The guilt over not going after his father burned his insides more than the sun ever could .
Several weeks later, his friend’s home was stormed by the Consulate. Alec had grabbed an old sunsuit and hidden in a crawl space under the pod, but heard them murder his friend and his friend’s family.
I shook my head. It didn’t make sense.
Why? What did your friend’s family do wrong?
A long moment passed.
Nothing. The Consulate wanted the W.A.R. It was the only thing missing when I went back inside .
I didn’t understand.
Why would the government want a W.A.R. machine?
Alec wrote that he heard times were getting tough, even inside the pod cities, and the Consulate was looking for excuses to take the machines from the poor. A new planet hadn’t been found yet and even the government panicked. They started out just taking W.A.R.’s from the families of the deceased, and created a law that it was illegal to be in possession of a W.A.R. machine that wasn’t yours. So many people outside the cities took W.A.R.’s from the dead, but since they were government-issued, the Consulate knew who was registered to have one and who wasn’t. If you didn’t give it back, they killed you.

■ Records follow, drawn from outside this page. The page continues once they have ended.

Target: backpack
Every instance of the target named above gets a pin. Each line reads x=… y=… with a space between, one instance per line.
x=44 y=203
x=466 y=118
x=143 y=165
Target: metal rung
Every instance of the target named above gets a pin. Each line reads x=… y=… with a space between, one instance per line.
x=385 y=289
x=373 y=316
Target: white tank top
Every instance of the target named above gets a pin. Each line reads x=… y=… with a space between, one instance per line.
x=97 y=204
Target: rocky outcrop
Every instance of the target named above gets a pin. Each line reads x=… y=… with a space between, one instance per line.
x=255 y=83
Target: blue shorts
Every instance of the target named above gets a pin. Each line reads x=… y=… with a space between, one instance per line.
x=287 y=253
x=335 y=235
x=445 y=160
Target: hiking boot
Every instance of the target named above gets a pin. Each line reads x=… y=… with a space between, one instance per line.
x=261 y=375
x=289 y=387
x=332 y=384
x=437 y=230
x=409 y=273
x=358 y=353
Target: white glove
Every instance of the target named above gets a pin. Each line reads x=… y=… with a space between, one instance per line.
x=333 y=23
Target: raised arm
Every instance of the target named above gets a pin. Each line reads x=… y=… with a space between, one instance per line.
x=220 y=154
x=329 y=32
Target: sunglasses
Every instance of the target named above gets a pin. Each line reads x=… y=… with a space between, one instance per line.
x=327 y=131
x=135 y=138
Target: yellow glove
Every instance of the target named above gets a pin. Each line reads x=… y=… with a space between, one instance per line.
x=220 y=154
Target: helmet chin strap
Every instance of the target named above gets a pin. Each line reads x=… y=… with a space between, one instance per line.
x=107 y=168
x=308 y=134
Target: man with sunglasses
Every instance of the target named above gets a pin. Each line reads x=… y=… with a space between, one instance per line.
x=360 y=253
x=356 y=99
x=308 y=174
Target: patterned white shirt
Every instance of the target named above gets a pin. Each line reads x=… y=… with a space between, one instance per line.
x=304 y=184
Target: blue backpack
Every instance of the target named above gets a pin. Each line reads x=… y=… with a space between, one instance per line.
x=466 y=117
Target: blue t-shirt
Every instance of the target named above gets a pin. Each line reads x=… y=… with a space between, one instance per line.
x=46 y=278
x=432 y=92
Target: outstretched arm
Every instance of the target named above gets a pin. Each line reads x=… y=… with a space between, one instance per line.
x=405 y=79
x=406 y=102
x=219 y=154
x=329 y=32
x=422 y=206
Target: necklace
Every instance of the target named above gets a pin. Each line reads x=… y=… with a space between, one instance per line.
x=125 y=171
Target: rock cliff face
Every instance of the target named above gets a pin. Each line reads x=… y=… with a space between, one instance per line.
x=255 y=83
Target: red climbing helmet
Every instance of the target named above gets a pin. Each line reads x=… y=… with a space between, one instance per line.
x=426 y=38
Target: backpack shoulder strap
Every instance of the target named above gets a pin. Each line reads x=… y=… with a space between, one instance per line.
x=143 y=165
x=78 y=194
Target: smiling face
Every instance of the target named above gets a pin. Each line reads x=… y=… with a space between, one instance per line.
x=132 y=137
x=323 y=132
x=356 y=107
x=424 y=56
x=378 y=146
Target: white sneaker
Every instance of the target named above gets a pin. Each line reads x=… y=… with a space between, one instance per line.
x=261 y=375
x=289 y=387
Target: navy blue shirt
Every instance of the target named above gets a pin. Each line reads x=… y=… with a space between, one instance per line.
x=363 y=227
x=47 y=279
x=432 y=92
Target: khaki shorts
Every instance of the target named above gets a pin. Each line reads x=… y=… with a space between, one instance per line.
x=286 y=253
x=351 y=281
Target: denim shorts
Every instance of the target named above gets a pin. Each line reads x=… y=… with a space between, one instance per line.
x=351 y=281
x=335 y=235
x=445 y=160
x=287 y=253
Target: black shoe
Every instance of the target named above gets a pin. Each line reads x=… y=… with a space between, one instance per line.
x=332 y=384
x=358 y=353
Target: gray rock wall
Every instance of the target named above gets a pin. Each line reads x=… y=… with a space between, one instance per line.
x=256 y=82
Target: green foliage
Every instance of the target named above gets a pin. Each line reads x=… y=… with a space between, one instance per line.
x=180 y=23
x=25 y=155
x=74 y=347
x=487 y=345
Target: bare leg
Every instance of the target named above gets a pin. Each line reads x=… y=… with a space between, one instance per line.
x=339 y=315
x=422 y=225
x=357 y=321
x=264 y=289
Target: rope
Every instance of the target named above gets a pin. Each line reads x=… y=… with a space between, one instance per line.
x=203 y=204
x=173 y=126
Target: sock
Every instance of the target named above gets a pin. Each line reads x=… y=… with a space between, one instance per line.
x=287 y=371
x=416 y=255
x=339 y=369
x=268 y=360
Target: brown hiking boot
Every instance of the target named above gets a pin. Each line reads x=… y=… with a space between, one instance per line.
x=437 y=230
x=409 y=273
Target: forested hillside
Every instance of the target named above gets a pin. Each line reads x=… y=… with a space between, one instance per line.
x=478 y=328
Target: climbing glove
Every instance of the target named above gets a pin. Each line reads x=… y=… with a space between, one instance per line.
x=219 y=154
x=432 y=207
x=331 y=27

Alec continued typing at a rapid pace.
I think when the situation in the city became more desperate, they stopped waiting for people to die off and started taking the machines by force. The Consulate probably thought they were doing them a favor by killing them outright, instead of letting them die slowly of dehydration. I heard them accuse my friend’s family of treason, though I think that was a bunch of shit .
I knew the government had killed my father, but killing innocent children was unbelievable. I shuddered.
So a trumped-up treason charge helps those burners feel better about murdering people?
He responded:
Don’t you get it, Tora? Treason makes them the enemy. No enemy survivors. Which really means no witnesses. Trust me, if they knew I’d been hiding out, they would have killed me too—then there’d be no survivor in my sector. I heard them marching up and down the pod streets, and the only sound was gun blasts .
He’d only survived because he found a hidden W.A.R. machine under a pod. Alec’s words sent a chill up my spine. No enemy survivors. Both Kale and James had referred to that earlier. Had James experienced something like that with the Consulate? I couldn’t work out how Kale figured into everything, or how James and Kale were connected.
My father’s genius was a mixed blessing. He’d created super-guns, but also had been able to restructure our W.A.R. machine to accommodate the drop in atmospheric water particles. The government didn’t have my father’s brains. It made sense that if they couldn’t make their existing W.A.R. machines more sensitive, they needed more of them to harvest enough water to survive. And they believed that their lives were of greater importance than those of the “lower class” citizens outside the cities. My dad’s super-weapons would have killed people faster and more efficiently than having to shoot multiple lasers at each person. And if they got lucky and found a planet, which they did, the guns would provide order in the new world.